I'll attempt a more concise [er, longer it seems] version, covering some details I know you know but for the benefit of others.
The PPU has long and short frames. Long frame is 341*262=89342 PPU clocks, or 29780 2/3 CPU clocks. If rendering is disabled, you get all long frames. Looking at where CPU cycles fall on the first scanline, it cycles through three positions:
Code: Select all
0--1--2-- frame 1
-0--1--2- frame 2
--0--1--2 frame 3
0--1--2-- frame 4
-0--1--2- frame 5
--0--1--2 frame 6
...If rendering is enabled, you get an alternation between long and short frames (a short frame is one PPU clock shorter than a long). This causes the position of the CPU cycles on the first scanline to only toggle between two positions:
Code: Select all
0--1--2-- frame 1
-0--1--2- frame 2
0--1--2-- frame 3
-0--1--2- frame 4
0--1--2-- frame 5
-0--1--2- frame 6
...So your code is delaying one extra CPU cycle every other frame, and the PPU is skipping a pixel every other frame. When you delay an extra clock, you effectively move your image three pixels to the right. On long PPU frames, the PPU effectively moves the image to the left by one pixel, and on short, to the left by two pixels. You have a choice as to which PPU frames you delay an extra CPU clock on, either short or long. You want to delay the extra clock and move your image right three pixels on frames that the PPU moves it two to the left, so that they result in only one pixel shift right.

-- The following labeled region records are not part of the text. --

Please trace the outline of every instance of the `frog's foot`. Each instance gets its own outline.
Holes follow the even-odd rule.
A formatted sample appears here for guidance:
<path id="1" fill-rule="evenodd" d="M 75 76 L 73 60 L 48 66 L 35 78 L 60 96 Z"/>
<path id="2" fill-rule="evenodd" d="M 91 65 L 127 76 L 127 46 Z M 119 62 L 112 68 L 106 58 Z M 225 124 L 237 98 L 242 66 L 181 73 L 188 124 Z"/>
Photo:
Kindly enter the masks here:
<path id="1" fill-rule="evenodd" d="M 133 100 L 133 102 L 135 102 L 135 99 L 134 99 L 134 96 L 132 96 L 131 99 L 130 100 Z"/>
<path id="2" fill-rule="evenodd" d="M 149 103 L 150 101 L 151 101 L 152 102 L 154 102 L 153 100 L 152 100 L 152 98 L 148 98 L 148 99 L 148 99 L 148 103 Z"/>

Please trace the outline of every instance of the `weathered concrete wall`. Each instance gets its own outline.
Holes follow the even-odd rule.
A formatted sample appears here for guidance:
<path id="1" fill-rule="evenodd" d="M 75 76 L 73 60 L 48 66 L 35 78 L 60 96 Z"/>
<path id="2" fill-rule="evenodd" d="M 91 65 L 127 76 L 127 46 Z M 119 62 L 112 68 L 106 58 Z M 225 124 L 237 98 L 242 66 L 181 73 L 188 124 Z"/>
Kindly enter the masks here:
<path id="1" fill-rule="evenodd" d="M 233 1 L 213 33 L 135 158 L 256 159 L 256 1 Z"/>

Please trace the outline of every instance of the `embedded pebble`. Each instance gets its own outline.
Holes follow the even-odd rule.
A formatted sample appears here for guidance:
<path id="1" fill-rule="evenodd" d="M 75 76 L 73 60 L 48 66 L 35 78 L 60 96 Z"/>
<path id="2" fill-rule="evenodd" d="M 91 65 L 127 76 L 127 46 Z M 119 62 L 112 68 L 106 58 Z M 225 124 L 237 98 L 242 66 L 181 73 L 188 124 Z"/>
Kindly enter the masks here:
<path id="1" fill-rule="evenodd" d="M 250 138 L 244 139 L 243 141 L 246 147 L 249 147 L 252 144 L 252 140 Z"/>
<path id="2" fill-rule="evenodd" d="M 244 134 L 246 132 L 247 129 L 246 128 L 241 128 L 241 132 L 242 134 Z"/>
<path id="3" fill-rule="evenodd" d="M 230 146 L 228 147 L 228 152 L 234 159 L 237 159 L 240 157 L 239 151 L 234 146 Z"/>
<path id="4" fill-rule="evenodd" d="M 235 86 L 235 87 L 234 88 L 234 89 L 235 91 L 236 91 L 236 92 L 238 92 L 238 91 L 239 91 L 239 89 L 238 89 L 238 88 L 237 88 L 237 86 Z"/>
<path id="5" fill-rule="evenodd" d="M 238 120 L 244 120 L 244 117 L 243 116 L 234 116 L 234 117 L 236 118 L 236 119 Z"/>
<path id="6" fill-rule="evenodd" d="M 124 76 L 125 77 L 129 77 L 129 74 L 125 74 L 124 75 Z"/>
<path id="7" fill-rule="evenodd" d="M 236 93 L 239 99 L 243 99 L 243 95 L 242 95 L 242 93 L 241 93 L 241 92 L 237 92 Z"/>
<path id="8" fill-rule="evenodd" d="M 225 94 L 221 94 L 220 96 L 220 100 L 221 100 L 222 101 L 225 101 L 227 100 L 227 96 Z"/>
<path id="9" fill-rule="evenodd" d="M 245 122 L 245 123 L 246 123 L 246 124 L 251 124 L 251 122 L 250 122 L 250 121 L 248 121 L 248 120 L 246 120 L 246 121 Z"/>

If you do it wrong, you'll move the image three pixels right when the PPU moves it only one to the left, resulting in it moving a total of two to the right. Then on the next frame, the PPU will move it two to the left, and you'll have much more noticeable shaking.
Code: Select all
0--1--2-- frame 1
--0--1--2 frame 2
0--1--2-- frame 3
--0--1--2 frame 4
0--1--2-- frame 5
--0--1--2 frame 6
...